Federal drug enforcement agents raided laboratories in Brooklyn and California April 7, breaking up a national Quaalude distribution ring that turned out 100,000 pills per year and was worth millions of dollars, Nassau DA Kathleen Rice said.

Among the accused are Little Neck resident Kenneth Kutin, who is a substance abuse prevention counselor at Bellerose’s PS 266; Bayside’s Michael Silverman; Whitestone’s Mitchell Tepper; Oakland Gardens resident Ronald Vessia; Terri Goldring, a Long Island resident who worked as a paraprofessional at Bellerose’s PS 186; Barry Goldring, a former Queens teacher; and Fresh Meadows resident Frank Bisman, the DA said.

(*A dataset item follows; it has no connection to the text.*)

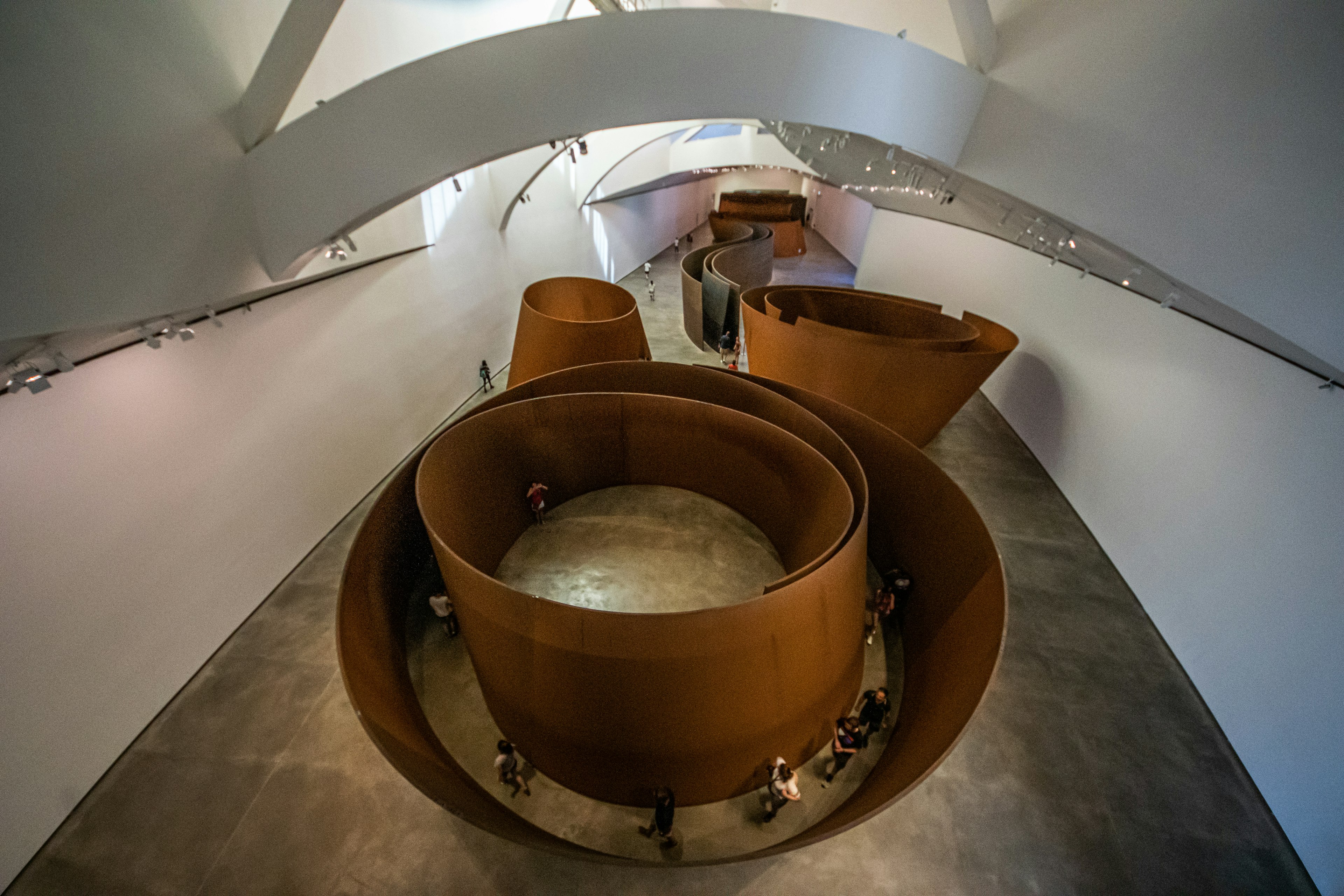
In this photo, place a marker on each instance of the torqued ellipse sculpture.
(897, 360)
(555, 676)
(566, 322)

A city Department of Education spokeswoman said the two Queens teachers had been suspended without pay, but the agency had no further comment on the matter.

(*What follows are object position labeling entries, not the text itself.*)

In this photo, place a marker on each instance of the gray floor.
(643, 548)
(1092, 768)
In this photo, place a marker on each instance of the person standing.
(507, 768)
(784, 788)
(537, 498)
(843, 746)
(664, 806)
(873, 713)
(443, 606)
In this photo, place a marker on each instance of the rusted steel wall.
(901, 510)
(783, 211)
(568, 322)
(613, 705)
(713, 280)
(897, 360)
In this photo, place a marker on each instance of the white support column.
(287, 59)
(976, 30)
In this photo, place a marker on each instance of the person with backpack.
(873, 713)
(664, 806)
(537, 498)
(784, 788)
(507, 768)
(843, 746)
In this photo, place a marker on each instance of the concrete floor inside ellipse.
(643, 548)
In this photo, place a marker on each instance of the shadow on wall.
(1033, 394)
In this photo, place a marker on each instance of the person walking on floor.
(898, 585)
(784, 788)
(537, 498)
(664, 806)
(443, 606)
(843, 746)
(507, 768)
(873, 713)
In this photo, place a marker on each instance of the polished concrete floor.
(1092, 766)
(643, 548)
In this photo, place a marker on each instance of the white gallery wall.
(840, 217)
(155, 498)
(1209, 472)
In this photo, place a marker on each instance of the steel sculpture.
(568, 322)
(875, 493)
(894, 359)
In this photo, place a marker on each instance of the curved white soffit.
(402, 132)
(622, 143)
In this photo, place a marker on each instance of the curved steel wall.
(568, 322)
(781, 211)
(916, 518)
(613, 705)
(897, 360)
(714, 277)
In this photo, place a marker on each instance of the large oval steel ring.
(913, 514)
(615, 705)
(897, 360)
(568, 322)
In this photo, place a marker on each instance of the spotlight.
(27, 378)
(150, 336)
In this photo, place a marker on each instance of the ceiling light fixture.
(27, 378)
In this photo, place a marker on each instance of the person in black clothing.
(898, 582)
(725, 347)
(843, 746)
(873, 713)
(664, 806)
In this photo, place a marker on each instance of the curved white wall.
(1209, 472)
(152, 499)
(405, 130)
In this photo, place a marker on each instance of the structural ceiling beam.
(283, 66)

The drug ring’s suspected leader, Manhattan chemist Dennis Fairley, is accused of manufacturing hundreds of thousands of pills per year at two laboratories he owns in Brooklyn and Emeryville, Calif.

A Quaalude, also known as methaqualone, is a sedative-hypnotic drug that was prevalent in the 1960s and ’70s. The drug’s use can cause euphoria, drowsiness, a reduced heart rate and increased sexual arousal.

The pills were distributed through a network of dealers, who sold them at rates as high as $35 per pill, the DA said.

“Today’s coast-to-coast takedown ends Fairley’s toxic experiment and nips in the bud any apparent re-emergence of Quaaludes in our communities,” said Preet Bharara, U.S. attorney for New York’s Southern District.

Fairley’s wife, Ana Sanchez, and brother, Thomas Fairley, have also been charged in the Quaalude ring bust.

Bank accounts containing more than $1 million in drug sale proceeds were seized during the investigation, which was conducted by the Nassau County DA’s office and police department as well as the U.S. attorney’s office in Manhattan and the federal Drug Enforcement Administration’s financial investigation team. A total of 13 search warrants were executed at locales in New York and California.

In addition, law enforcement officers allegedly recovered hundreds of thousands of dollars in cash, approximately two kilos of finished powder, unfilled pill capsules, a pill press machine and firearms from Fairley’s residence, Rice said. Five cars were seized during the raid on the California laboratory.

The investigation began in November 2007 when Nassau police officers arrested a man for petit larceny. The man later told police he had information on a loan shark who sold drugs, including Quaaludes.

If convicted, defendants in the bust could face up to 20 years in prison on charges of conspiring to distribute the drug, the DA said.